Since the beginning of time, I have always looked for the best in everyone and especially recently I've realized, words are deceptive, yet they are music to my ears. Words of affirmation and love fills my heart with satisfaction and purpose and I crave it so intensely, but a line needs to be drawn when the actions don’t confirm the validity of those beautiful words. After many trials and tribulations, I’ve discovered my worth and know I have to value that at all costs, and I must remind myself that just because someone doesn’t see my value or treat me as though I am enough, my worth doesn’t decrease.
I am flawed indefinitely, but I’m not my flaws, burdens, or heartbreaks. I’m not defined by someone’s inability to see my worth and I am so much more than meets the eye and only a few get to see me in my absolute essence. I think that’s what breaks us though is when we finally let our walls crumble down and we are standing bare as our true self— without fabrications, masks, or being anything other than who exactly we are— we want so terribly to be accepted and adored for all that we are and when we are not, our heart is never the same.

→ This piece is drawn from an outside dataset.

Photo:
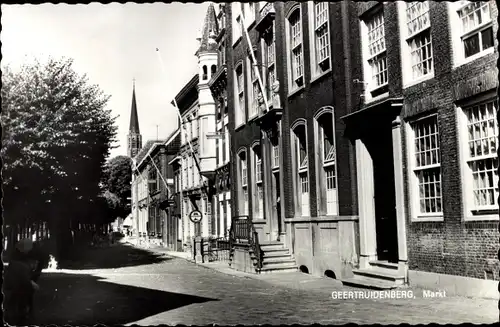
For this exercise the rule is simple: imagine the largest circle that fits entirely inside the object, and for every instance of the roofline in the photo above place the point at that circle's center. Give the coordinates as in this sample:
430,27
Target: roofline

What more did they want from me?
Where did I go wrong?
Why wasn’t I enough?
But the reality is, I don’t have to be enough for someone else when I am enough for myself. Self-love is everything and I truly mean that. We are alone with our thoughts every second of everyday and the voice inside your head needs to be loving, uplifting, and empowering. When I am loving of myself, I will attract someone who will love me just the same and there is no rush on that. I have to value myself day in and day out, and let go of things that are making me question what I feel in my heart. I can’t be a part of anything that hurts my soul when life is too short and too beautiful to be unhappy and dissatisfied; letting go of something you wanted, but is only hurting your spirit, needs to get tossed to the curb as soon as possible because you're prolonging heart breaks and putting your self-love on the back burner and that’s just not going to suffice.